The Church of San Jorge of Manzaneda (Spanish: la iglesia de San Jorge de Manzaneda) is a church in Gozón, Spain. It is small in size, but it constitutes a notable example of Asturian Romanesque architecture. It was created during the classical period in the late 12th and early 13th centuries. It is significant for its architecture and its surrounding environment, which has barely changed.

== Architecture ==
Located next to the town Alvaré, in the parish of Gozoniega de Manzaneda, it maintains an area close to the standard measurements for the rural, Romanesque churches of Asturias. It has a singular rectangular nave with no divisions of sections or side chapels. The front of the building has two areas, one inspired by local tradition, and the other has international Roman themes.

Other elements that link the church to the Romanesque are the decorative portions located in various spaces of the temple. The church includes zigzag motifs, a large arch with limited iconographic art, and corbels with human and animal images present in its apse. There are traits that bind the local construction with the simplicity of the church, because there was a scarcity of resources during the construction. It was built using mostly Sillarejo masonry. The rough and irregular walls connect to the decorative elements of local tradition.

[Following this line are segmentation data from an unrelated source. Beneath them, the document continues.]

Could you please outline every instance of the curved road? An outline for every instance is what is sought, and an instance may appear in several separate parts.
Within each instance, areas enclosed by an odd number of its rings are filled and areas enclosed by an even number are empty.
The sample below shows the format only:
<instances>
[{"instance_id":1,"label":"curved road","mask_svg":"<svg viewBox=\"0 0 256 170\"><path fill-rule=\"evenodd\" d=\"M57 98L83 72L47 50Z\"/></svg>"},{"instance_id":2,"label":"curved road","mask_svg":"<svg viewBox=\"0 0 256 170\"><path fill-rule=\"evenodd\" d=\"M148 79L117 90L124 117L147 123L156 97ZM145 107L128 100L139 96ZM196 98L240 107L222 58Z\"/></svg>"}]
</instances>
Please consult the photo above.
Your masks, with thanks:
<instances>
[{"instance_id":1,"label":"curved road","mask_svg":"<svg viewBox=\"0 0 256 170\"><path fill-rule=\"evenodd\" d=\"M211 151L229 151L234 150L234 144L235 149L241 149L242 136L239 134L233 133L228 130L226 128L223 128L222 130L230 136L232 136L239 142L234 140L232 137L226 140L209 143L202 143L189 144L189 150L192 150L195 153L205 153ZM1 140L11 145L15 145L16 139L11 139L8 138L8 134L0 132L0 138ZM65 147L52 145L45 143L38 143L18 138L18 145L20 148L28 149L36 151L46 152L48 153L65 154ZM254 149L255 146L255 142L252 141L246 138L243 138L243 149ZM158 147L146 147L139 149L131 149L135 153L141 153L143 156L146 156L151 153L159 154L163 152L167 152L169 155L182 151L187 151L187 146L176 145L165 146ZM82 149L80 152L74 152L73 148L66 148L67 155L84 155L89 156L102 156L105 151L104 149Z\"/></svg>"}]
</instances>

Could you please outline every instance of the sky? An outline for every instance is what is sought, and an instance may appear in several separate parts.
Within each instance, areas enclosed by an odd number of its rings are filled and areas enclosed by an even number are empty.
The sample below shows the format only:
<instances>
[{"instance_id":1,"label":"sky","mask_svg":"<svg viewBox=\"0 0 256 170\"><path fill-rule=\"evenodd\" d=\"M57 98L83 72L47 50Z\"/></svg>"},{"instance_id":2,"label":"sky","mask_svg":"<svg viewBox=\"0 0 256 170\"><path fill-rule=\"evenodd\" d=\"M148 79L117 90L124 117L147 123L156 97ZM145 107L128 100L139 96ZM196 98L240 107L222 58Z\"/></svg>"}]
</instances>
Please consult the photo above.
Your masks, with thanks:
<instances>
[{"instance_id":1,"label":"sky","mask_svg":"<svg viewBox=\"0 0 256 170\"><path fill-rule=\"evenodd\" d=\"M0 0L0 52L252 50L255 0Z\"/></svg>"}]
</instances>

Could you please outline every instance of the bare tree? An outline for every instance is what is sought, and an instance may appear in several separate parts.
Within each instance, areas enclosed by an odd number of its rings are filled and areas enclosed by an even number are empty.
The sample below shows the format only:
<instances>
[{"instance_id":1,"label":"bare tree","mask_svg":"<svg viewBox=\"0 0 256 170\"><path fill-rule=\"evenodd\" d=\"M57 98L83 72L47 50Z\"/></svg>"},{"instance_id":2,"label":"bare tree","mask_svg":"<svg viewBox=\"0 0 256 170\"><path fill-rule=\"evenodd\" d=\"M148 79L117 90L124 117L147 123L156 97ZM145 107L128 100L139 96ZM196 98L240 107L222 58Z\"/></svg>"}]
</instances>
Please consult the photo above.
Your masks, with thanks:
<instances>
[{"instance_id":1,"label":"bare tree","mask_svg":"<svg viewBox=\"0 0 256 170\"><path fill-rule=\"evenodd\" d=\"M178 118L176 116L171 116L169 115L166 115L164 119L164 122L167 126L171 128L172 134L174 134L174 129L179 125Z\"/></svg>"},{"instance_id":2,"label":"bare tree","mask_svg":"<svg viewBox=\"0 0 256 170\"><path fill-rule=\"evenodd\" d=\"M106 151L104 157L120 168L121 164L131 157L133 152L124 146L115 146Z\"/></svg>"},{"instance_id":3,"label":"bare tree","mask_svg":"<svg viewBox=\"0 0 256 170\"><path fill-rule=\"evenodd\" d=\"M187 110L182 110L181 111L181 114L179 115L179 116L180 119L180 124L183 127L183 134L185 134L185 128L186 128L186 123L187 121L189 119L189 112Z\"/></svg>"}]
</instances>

The ceiling combines elements of worship that were once popular. A wooden frame surrounds the nave. At the head of the church there is an arch and a barrel vaulted ceiling, behind which is a hemicycle. Historical data on the church is very scarce; there are no documents detailing the construction in spite of its undoubtedly antiquity. Its history is linked to the nearby Palace of Manzaneda. The Palace of Manzaneda is a building from the 17th century, which was developed around a great late medieval tower.

== History ==
The absence of epigraphic documents makes it difficult to date when the building was created; however, it has been concluded that the building was built between the end of the 12th century and the beginning of the 13th century. This was concluded because of the plentiful Asturian Romanesque influence.

The original work has undergone various altercations throughout history, although it is thought to maintain similar dimensions to the original. Small changes were executed over the past centuries, including the addition of a window in the south apse, the closure of a gateway to the south, and the addition of the bell gable in 1774.

The church was burned down during a civil war in 1936, ruining much of the church's content. A great restoration was carried out between 1942 and 1950. In the restoration, they modified the upper parts of the walls in the nave and got rid of the corbels that existed in that area.